Zaman yok olup gider
Sönmüş bir mum gibi,
Ve dağlar ile ormanlar
Doldurur vadesini, doldurur vadesini;
Ama ateş cevheri ruhların
Eski tatlı bozgunu,
Sen bir yere gidemezsin.
.
Bir insanın duyduğu ya da gördüğü şeyler yaşamın iplikleridir, ve onları belleğin örekesinden dikkatle çekebilirse, onların hakkını veren inanç giyitlerini dokuyacaktır.
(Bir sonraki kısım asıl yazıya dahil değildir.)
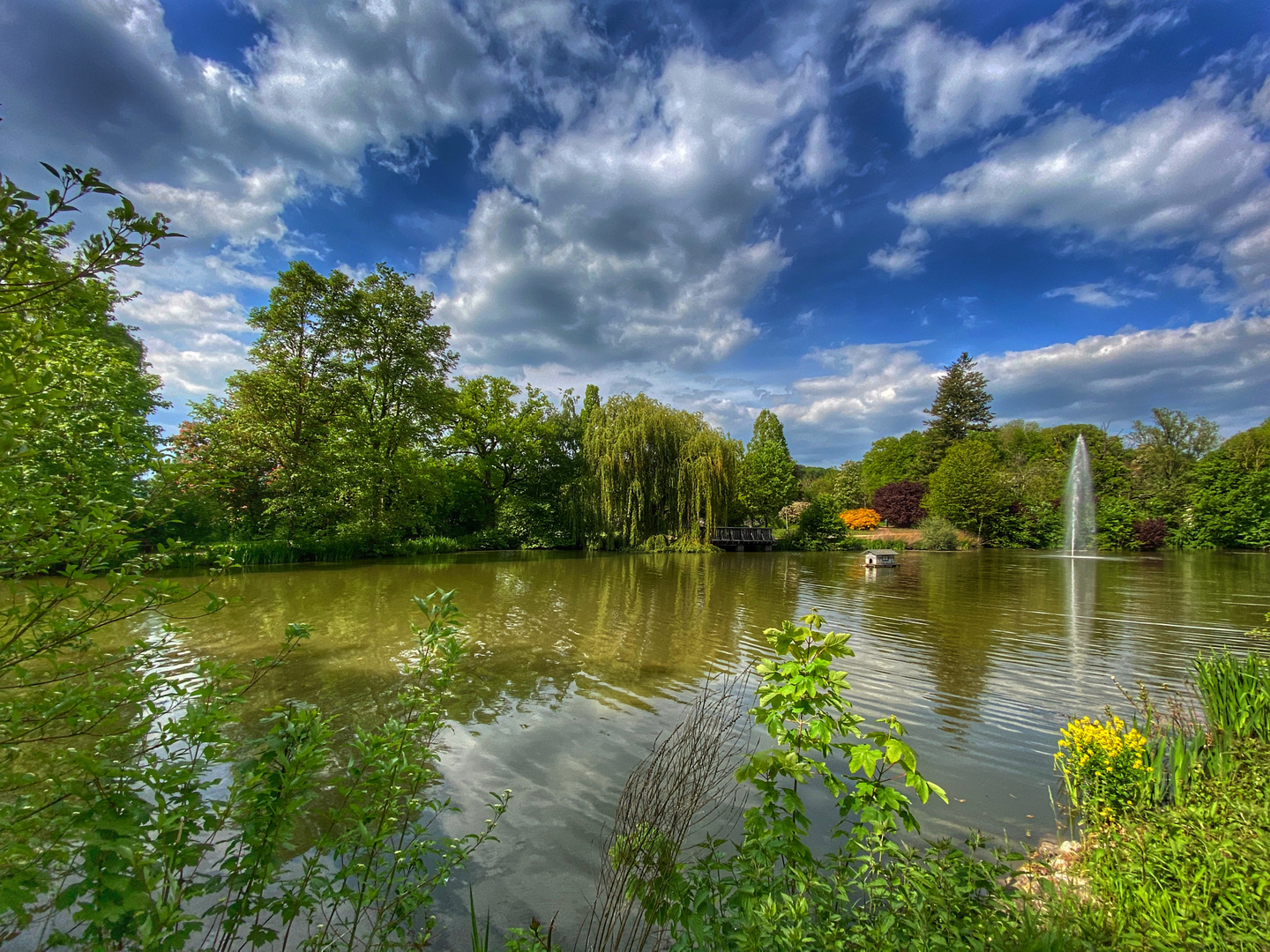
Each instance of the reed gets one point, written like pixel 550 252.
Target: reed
pixel 1236 695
Diğerleri gibi ben de kendi giyitimi dokudum, onun içinde ısınmaya çalışacağım ve üzerime olmamazlık etmezse mutlu olacağım.
Umut ve Belleğin bir kız çocuğu vardır ve onun adı Sanat’tır, ve insanların giyitlerini savaş sancağı olarak çatallı dallara astığı umutsuz düzlüklerden uzakta kurmuştur yurtluğunu. Ey sevgili kızı Umut ve Belleğin, biraz benimle kal.
Hadi yürüyelim, masal anlatıcıları, yüreğin özlediği yem her neyse ona sarılalım ve korkmayalım. Her şey canlı, her şey gerçek ve yeryüzü ayaklarınızın altındaki yıkıntı sadece...
Külübelerde kotarılmış ve insanı, biraz olsun göğe yükseliyor olduğu hissini verecek kadar uzağa götüren söz ya da düşüncenin olmadığı hiçbir şarkı ya da öykü yoktur;
"..ama insan yaşlandıkça düşlerinin parlaklığından bir şeyler yitiriyoryor; yaşama iki elle tutunmaya başlıyor ve mahsule tohumdan daha fazla önem veriyor; büyük bir kayıp değildir belki de."